Sisyphus <[EMAIL PROTECTED]> writes:
>
>I now find that, on the Linux box, if I write func_1() as:
>
>void func_1() {
>      PerlIO_printf(PerlIO_stdout(),"SOMETHING");
>      }

As I said 

       PerlIO_stdoutf("SOMETHING"); 

does that...

>
>then there's no need to do a PerlIO_flush(PerlIO_stdout()). It's already 
>flushed for me.

This probably depends where STDOUT is going. 
PerlIO does line buffering when STDOUT is a TTY.
(Console is considered a TTY on Win32.)

>
>It's only when I write func_1() as:
>
>void func_1() {
>      printf("SOMETHING");
>      }
>
>that I find there's a need to fflush(stdout).
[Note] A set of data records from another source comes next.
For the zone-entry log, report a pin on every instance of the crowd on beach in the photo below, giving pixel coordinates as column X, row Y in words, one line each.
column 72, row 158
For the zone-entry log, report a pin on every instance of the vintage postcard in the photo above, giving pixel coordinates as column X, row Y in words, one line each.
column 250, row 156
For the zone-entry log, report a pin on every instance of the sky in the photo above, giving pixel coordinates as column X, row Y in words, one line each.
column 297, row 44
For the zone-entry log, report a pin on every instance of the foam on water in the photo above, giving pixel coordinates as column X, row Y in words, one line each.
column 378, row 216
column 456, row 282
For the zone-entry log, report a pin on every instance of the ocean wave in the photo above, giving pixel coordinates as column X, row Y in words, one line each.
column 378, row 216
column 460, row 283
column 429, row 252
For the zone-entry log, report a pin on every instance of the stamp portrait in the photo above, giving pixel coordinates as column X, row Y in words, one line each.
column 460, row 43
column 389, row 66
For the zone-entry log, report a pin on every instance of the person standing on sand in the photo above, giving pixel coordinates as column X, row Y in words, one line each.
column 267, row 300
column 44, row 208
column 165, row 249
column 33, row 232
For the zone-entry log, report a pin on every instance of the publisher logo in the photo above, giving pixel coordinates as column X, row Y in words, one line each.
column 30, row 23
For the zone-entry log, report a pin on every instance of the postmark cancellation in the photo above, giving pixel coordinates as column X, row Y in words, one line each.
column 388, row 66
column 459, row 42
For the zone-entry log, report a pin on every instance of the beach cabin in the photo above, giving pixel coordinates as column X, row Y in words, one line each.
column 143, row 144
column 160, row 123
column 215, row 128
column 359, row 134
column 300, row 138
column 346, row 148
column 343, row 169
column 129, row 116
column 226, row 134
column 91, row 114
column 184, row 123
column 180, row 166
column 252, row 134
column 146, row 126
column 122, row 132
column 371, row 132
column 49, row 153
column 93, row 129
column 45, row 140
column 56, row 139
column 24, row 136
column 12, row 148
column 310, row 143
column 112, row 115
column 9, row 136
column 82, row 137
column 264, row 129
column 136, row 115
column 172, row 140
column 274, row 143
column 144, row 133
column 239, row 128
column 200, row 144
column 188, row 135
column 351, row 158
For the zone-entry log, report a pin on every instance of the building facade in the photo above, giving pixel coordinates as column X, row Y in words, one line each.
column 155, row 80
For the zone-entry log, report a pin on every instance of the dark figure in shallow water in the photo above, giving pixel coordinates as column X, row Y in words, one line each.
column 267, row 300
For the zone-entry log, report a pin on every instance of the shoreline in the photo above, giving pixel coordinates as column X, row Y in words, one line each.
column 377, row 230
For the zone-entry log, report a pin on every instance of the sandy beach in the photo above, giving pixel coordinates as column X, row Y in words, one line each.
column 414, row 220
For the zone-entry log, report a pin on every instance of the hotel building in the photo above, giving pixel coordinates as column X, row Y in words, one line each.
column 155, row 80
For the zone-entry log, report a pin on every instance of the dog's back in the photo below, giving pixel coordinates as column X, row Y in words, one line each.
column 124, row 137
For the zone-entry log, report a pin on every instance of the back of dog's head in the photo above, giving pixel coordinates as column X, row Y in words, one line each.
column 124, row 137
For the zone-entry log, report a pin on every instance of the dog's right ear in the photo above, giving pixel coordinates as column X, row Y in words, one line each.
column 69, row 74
Seems that, Win32's C runtime doesn't do UNIX-like "linebuffering" 
(see below), or in PerlIO case your XS and perl just happily share one
buffer.

>
>Probably time for me to take a look at that C library function and how 
>I've wrapped it.
>
>
> > (e.g., you're wrapping a C
>> library), then you need to set the stdio stdout stream to be unbuffered, 
>> or at the very least, line buffered.  do this before getting into your C 
>> code, preferably.
>> 
>>   man setbuffer
>>   man setlinebuf  # probably on the same manpage
>> 
>>   /* set stdout unbuffered (is a performance hit!) */
>>   setbuffer (stdout, NULL, 0);
>> 
>
>I wonder .... does that have any advantage over doing a fflush(stdout) ?

probably not.

>
>>   /* tell stdout to fflush() after every '\n' */
>>   setlinebuf (stdout);
>
>Seems to me that stdout already gets a fflush() after every '\n' - so a 
>setlinebuf(stdout) should not be necessary.
>

setlinebuf() is more subtle than that (or is supposed to be).
Yes it flushes on \n (but does not have to do a write() per \n if
more than one \n occurs in a print), but ALSO flushes line bufffered
streams when you read() from a TTY (think shell prompts which don't end with
\n but get flushed when shell reads from stdin).